Enzalutamide-treated patients had a significant 46% reduction in pathologic prostate cancer progression risk and 29% decreased risk for PSA progression compared with those undergoing AS, Dr Shore reported. Enzalutamide delayed PSA progression by a median of 6 months compared with AS.
At 1 year, a significantly higher proportion of patients in the enzalutamide group had a negative prostate biopsy compared with the AS group (35.1% vs 14.2%). At 2 years, however, although a higher proportion of enzalutamide recipients compared with the AS group had a negative biopsy (19% vs 12%), the difference between the study arms was no longer significant.
Enzalutamide recipients were 3.5 times more likely than those in the AS group to have a negative prostate biopsy at 1 year. The odds of a negative biopsy at 2 years did not differ significantly between the groups.
The investigators defined pathologic progression as an increase in primary or secondary Gleason pattern by more than 1 or a greater than 15% increase in cancer-positive cores. They defined therapeutic progression as the earliest occurrence of primary therapy for prostate cancer (prostatectomy, radiation, focal therapy, or systemic therapy).

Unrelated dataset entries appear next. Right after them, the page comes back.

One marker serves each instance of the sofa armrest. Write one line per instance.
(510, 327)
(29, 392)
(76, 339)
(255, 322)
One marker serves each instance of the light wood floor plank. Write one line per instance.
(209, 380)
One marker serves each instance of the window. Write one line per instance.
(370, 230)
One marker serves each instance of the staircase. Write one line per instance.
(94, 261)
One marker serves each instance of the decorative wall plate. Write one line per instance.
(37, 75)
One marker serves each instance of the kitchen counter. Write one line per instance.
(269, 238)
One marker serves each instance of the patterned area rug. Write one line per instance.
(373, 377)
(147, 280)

Patients with low-risk cancer had stage T1c to T2a disease, a PSA level less than 10 ng/mL, a Gleason score of 6 or less, and no nodal involvement or metastasis. Patients with intermediate-risk disease had T2b-T2c disease, a PSA level less than 20 ng/mL, or Gleason score of 7 (3+4 pattern), and no nodal involvement or metastasis.
In an interview, Dr Shore indicated that the earlier use of enzalutamide would not necessarily present a problem later on in terms of therapeutic choices if the patient develops castration-resistant-disease. “Ideally, active surveillance patients receiving enzalutamide therapy would potentially decrease their risk for developing advanced disease,” he said. He pointed, however, that as androgen receptor pathway inhibitor therapies have been used earlier for castration-sensitive metastatic disease, their subsequent sequencing and combination use with other approved therapies remains an area of ongoing investigation.

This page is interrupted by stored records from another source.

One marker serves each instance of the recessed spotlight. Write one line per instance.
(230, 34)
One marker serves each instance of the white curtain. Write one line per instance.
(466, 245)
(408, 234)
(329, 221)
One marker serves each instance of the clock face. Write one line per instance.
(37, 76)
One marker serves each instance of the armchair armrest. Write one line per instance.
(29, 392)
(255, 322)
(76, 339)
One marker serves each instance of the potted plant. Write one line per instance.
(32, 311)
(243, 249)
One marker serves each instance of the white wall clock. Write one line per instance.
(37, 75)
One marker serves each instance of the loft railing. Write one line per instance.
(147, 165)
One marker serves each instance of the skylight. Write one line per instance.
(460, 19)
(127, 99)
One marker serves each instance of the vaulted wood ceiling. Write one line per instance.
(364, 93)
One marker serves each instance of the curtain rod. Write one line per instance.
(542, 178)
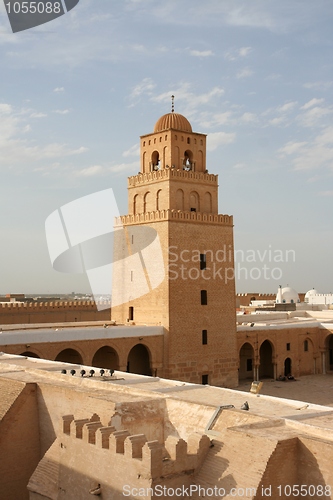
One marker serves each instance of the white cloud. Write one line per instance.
(314, 154)
(215, 120)
(132, 168)
(288, 106)
(38, 115)
(313, 102)
(312, 116)
(90, 171)
(248, 117)
(16, 147)
(133, 151)
(320, 85)
(201, 53)
(183, 93)
(326, 193)
(244, 73)
(144, 87)
(217, 139)
(292, 147)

Commenting on the findings, Adam S. Feldman, MD, MPH, a urologic oncologist at Massachusetts General Hospital in Boston, who was not involved in the research, said the study cohort is notable for its relatively high proportion of patients with favorable intermediate-risk disease. As the majority of patients with favorable intermediate-risk disease opt for treatment rather than AS, enzalutamide could possibly be an alternative to radical prostatectomy or radiation, Dr Feldman said. He said he would be hesitant to place patients with low-risk or very-low-risk prostate cancer on a drug with potential side effects when these patients may well be able to avoid treatment anyway.
Dr Feldman also observed that from an oncologic perspective there may be no danger in using enzalutamide for early prostate cancer for a transitory period of 1 year. “I don’t think it would significantly change the biology of the disease, but we don’t know,” he said. An important question, he said, is whether there are long-term health consequences associated with 1 year of enzalutamide treatment.
The finding that 1 year of enzalutamide treatment significantly increased the likelihood of a negative prostate biopsy at 1 year but less so at 2 years suggests that the drug gains patients another 1 year without disease progression, he said. He said he suspects that when treatment is withdrawn after 1 year, the biology of the prostate cancer may go back to where it was before treatment; however, time will tell as this cohort is followed over time.
Disclosure: Astellas Pharma Inc.; Pfizer Inc., the co-developers of enzalutamide, provided funding.
Shore ND, Renzulli J, Fleshner NE, et al. Enzalutamide in patients with localized prostate cancer undergoing active surveillance: ENACT. Presented at: AUA 2021, held September 10-13, 2021. Abstract MP62-17.